Abstract: Rethinking Marx’s Fictitious Capital: Banking Capital, Accounting Perspectives, and the Modern Uno School
Conventional interpretations of Marx’s “fictitious capital” focus on capital fetishism and on financial crises associated with price fluctuations in long-term securities. However, these interpretations tend to overlook the internal complexity of the term in Volume III of Capital. Marx employs the term “fictitious” in several distinct senses, particularly in his analysis of banking capital in Chapter 29, without establishing a clear dichotomy between industrial capital and banking capital. As a result, difficulties arise when the conceptual framework of industrial capital is applied to banking capital, leading many components of banking capital to appear “fictitious”.

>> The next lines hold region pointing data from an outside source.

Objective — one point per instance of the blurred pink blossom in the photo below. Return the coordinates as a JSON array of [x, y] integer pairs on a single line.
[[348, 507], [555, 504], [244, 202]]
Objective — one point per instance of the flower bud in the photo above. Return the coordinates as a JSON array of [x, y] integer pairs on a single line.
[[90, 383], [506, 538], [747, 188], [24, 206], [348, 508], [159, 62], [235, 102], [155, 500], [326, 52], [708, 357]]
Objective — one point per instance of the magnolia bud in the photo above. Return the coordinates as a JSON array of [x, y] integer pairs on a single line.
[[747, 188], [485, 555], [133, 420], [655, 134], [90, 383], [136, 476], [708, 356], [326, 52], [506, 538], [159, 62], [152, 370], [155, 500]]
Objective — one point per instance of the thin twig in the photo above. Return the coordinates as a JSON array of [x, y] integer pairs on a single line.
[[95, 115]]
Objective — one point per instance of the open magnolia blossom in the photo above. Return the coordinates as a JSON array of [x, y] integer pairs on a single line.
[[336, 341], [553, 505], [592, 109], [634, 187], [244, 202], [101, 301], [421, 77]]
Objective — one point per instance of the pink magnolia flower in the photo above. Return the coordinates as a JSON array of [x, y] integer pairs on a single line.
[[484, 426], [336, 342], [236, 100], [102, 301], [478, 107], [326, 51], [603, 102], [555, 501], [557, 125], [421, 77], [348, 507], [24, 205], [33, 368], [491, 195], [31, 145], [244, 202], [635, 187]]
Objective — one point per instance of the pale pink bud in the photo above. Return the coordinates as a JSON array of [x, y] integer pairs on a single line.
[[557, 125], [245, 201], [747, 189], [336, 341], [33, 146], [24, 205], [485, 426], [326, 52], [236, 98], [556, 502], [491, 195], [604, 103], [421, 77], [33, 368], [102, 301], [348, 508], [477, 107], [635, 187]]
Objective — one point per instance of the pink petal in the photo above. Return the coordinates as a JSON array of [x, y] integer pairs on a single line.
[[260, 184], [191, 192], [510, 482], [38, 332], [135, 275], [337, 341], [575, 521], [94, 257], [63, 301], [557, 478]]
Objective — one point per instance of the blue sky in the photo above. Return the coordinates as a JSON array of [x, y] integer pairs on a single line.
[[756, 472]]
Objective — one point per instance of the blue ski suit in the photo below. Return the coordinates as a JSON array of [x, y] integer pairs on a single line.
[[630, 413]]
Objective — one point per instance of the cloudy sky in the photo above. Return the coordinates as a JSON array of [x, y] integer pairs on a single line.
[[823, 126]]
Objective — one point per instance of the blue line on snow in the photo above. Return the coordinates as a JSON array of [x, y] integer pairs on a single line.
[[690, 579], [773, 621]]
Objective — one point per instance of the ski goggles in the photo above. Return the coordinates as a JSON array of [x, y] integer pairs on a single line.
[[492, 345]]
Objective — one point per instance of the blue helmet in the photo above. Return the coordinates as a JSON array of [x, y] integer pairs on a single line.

This paper draws on accounting concepts and modern Uno School approaches to clarify this problem. Marx implicitly adopts a balance-sheet perspective: he characterises not only long-term securities, but also short-term financial claims on the asset side and credit money not backed by gold on the liability side as fictitious, while excluding banks’ equity capital and gold reserve. In addition, accounting retains the dual meanings of “capital” and differentiates the calculation of profit between industrial capital and banking capital. Furthermore, recent Uno School contributions extend Marx’s credit theory by theorising both credit creation and the long-term securities market, thereby clarifying the multiple meanings of “fictitious”.
By integrating these perspectives, this paper identifies the theoretical core of fictitious capital and contributes to reconstructing credit theory within the logical structure of Volume III of Capital in the era of financialisation.